Nóra clucked her tongue and continued to sponge Brigid’s temples with forge water.

‘She only wanted to pray over her.’

‘Everyone knows Áine’s barren,’ Kate spat. ‘She might cast the evil eye over the child.’

‘She would not! She’s a good woman.’

‘Whether she’s good or not has nothing to do with it. Most of them with the evil eye have no knowledge of when they cast it.’ Kate licked her lips. ‘You could be casting it for all we know. The redheaded girls do be with the evil eye. Unlucky.’

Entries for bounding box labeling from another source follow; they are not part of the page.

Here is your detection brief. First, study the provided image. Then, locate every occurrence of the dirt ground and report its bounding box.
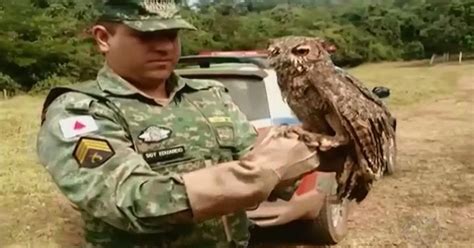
[0,61,474,248]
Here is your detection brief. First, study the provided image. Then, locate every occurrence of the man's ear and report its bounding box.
[91,25,112,53]
[322,40,337,54]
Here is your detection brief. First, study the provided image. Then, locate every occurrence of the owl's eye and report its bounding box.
[291,46,310,56]
[268,47,280,56]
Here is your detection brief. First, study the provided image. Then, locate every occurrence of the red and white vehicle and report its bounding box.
[177,51,349,244]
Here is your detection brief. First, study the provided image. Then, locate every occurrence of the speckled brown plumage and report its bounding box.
[268,36,395,202]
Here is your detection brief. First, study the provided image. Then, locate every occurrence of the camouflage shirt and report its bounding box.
[37,66,256,248]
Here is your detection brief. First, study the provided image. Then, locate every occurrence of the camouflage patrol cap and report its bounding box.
[99,0,196,32]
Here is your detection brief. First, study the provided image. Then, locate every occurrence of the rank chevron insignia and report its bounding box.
[74,137,115,168]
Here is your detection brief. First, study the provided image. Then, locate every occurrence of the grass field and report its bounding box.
[0,62,474,247]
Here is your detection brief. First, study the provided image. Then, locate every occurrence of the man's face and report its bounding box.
[95,24,181,87]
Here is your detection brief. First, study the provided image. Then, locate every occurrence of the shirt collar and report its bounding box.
[97,65,188,100]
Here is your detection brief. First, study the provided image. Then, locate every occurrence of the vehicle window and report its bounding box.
[184,76,270,121]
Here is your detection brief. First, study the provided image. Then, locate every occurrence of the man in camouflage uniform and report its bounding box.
[37,0,317,248]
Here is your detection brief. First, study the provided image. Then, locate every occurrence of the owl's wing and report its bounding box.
[313,69,393,200]
[336,68,392,117]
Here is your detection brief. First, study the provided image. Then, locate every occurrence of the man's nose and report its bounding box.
[151,36,176,52]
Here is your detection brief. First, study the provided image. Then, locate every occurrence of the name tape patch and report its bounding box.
[143,146,186,164]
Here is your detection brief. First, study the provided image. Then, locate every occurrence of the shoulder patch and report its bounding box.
[73,137,115,168]
[59,115,99,139]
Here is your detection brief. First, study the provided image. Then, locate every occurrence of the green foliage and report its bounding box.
[0,72,21,92]
[30,74,74,94]
[0,0,474,95]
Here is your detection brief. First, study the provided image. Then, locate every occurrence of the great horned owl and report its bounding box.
[268,36,396,202]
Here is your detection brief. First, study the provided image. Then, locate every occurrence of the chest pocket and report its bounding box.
[184,88,237,149]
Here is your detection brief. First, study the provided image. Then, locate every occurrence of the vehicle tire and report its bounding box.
[250,198,349,247]
[302,198,349,245]
[384,121,397,176]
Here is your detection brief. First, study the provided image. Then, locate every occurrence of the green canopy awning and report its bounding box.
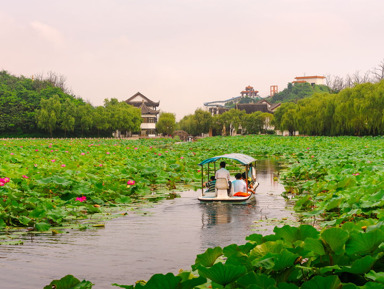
[199,154,256,166]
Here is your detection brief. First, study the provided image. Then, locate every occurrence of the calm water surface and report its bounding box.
[0,161,294,289]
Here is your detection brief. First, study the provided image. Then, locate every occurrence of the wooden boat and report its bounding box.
[198,153,259,203]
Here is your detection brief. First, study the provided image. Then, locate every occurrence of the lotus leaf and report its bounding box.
[198,263,247,286]
[300,276,342,289]
[236,272,276,289]
[44,275,93,289]
[321,228,349,254]
[192,247,223,270]
[346,230,384,255]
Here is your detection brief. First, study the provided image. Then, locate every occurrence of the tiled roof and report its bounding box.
[295,75,325,79]
[125,92,160,107]
[139,101,159,115]
[237,103,272,114]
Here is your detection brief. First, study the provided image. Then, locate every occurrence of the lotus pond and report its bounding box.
[0,136,384,288]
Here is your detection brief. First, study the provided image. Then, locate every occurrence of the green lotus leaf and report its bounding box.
[44,275,93,289]
[135,273,181,289]
[35,223,51,232]
[365,270,384,286]
[192,247,223,270]
[359,282,383,289]
[236,272,276,289]
[321,228,349,255]
[198,263,247,286]
[277,282,299,289]
[180,277,207,289]
[341,255,376,274]
[273,225,319,243]
[223,243,256,257]
[250,240,285,258]
[300,276,342,289]
[346,230,384,255]
[343,283,362,289]
[245,234,263,244]
[112,283,135,289]
[19,216,32,226]
[304,238,325,256]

Nóra had just opened her mouth to protest when Nance returned inside with a small clay jug. A stink of ammonia filled the room.

‘What is that?’ Mary gaped.

‘The water of the husband,’ murmured Nóra.

Using a heather besom, Nance began to dash the urine around the room and on Brigid’s face, stomach and lower body, flicking the last of it on the small wicker cradle in the corner.

‘An old and holy blessing,’ Nance muttered.

The women said nothing.

Throughout the day they tended to Brigid under Nance’s direction. They mixed the pig dung with forge water and pasted it over her abdomen with their bare hands. They took turns knotting and untying Kate’s ribbon ceaselessly over her until their arms ached and the ribbon grew stained with the grease of their fingers. They watched Brigid’s toes and fingers seize and swell with trapped blood under their ties of thread, and dribbled ox-eye daisy boiled on new milk into her open mouth.

It was only as the day eased back into darkness that the child came.

It was dead, its lips dark.

Brigid, weak as water, tumbled into unconsciousness.

Daniel was ushered into the cabin and shown the tiny body of his son. The women stood around him, faces grey with exhaustion, too tired to grieve. He looked down at his unconscious wife and brought a hand over his mouth as if afraid of what might come out of it. Mary stepped aside and watched as he walked back out into the cold blue of the evening to fight his grief out with the sky.